Despite their expertise in data science, most students lack ethical knowledge
These programs place a greater emphasis on math, statistics, and computing.
What's on the line:
According to a study, data scientists' undergraduate training - described by Harvard Business Review as the most beautiful career in this century - falls short of preparing students for the ethical use that data science can provide.
Data science is a subfield of computer science and statistics that is applied to specific fields such as astronomy, linguistics, medicine, or sociology. The idea behind data crunching is to use large amounts of data to solve complex problems, such as how healthcare professionals can develop personalized medicine based on a patient's genetics and how businesses can make purchases based on customer behavior.
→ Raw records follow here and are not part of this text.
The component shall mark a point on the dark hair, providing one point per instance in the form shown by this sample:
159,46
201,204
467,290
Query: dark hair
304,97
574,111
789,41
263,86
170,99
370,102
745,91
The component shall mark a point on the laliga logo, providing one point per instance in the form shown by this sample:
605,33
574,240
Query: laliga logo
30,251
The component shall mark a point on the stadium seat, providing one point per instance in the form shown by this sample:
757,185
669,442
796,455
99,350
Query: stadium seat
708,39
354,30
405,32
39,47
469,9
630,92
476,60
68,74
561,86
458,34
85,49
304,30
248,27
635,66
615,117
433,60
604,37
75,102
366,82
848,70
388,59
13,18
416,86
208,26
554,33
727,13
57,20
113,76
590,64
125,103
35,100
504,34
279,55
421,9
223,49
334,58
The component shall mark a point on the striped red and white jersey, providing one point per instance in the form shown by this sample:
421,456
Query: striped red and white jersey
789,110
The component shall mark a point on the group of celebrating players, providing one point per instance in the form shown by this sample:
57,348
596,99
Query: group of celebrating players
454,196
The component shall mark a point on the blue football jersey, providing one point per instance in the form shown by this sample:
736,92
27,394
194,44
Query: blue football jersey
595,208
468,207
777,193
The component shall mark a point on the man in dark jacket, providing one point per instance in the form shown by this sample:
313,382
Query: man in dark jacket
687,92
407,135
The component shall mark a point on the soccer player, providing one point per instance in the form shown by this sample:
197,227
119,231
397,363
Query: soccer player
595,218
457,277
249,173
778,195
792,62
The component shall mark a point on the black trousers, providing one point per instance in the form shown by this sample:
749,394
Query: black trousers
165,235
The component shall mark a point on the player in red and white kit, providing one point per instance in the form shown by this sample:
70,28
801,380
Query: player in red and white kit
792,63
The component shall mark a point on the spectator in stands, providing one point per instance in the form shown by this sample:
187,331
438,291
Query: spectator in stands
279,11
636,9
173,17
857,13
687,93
The US Bureau of Labor Statistics predicts a 15% increase in data science careers between 2019 and 2029, in line with the growing demand for data science education. Colleges and universities have responded by developing new programs or revising existing ones in response to this demand. The number of undergraduate data science courses in the United States has increased from 13 in 2014 to at least 50 by September 2020.
As data science teachers and researchers, we were intrigued by the growing number of education programs to investigate what is and is not included in undergraduate data science training.
In our study, we looked at the curriculum for data science at the undergraduate level, as well as the National Academies of Sciences, Engineering, and Medicine's expectations for training data science students at the undergraduate level. These expectations include ethics instruction.
We discovered that while most programs devote significant time to math, statistics, and computer science, they do not provide any training in ethical concerns such as privacy and bias in systems. Only half of the degree programs we looked at included an ethics course.
Here's why it's important:
The ethical use of data science, like any other powerful tool based on data science, necessitates training in data science application and comprehension of its effects. Our findings are consistent with previous research that found the little emphasis on ethics in data science degrees. This suggests that undergrad data science studies may produce a workforce lacking the education and experience needed to apply data science methods ethically.
It is not difficult to find examples of careless data science usage.
For example, policing models with an inherent bias toward data may result in more police officers in previously overpoliced areas. Another example is that the algorithms used to manage healthcare providers in the United States healthcare system are biased in such a way that Black people are denied the same treatment as white patients with similar demands.
We believe that explicit training in ethical behavior will better prepare a socially responsible data science workforce.
The National Academies of Sciences, Engineering, and Medicine recommend training in ten areas, including ethical problem-solving and communication, as well as data management. Our study focused on the level of data science for undergraduates at R1 institutions, which participate in significant research activities.
Future research should look into the extent of training and preparation for various aspects of data science, particularly at the Masters's and Ph.D. levels, as well as the type of data science instruction at universities with varying research levels.
Because most data science programs are brand new, there is an opportunity to compare the instruction students receive to the expectations of employers.
Our research will be expanded by looking into the pressures driving curriculum development in other disciplines experiencing similar job market growth.